This phase marks a migration protocol as broken in a post-copy phase.
Libvirt is no longer actively watching the migration in this phase as
the migration API that started the migration failed.
This may either happen when post-copy migration really fails (QEMU
enters postcopy-paused migration state) or when the migration still
progresses between both QEMU processes, but libvirt lost control of it
because the connection between libvirt daemons (in p2p migration) or a
daemon and client (non-p2p migration) was closed.

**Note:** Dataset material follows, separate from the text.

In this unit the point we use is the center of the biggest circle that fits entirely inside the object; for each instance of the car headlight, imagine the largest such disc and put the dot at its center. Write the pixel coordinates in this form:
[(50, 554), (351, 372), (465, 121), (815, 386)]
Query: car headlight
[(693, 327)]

For example, when one
of the daemons was restarted.
Signed-off-by: Jiri Denemark <jdenemar(a)redhat.com>
---
src/qemu/qemu_migration.c | 15 +++++++++++----
src/qemu/qemu_process.c | 16 +++++++++++++---
2 files changed, 24 insertions(+), 7 deletions(-)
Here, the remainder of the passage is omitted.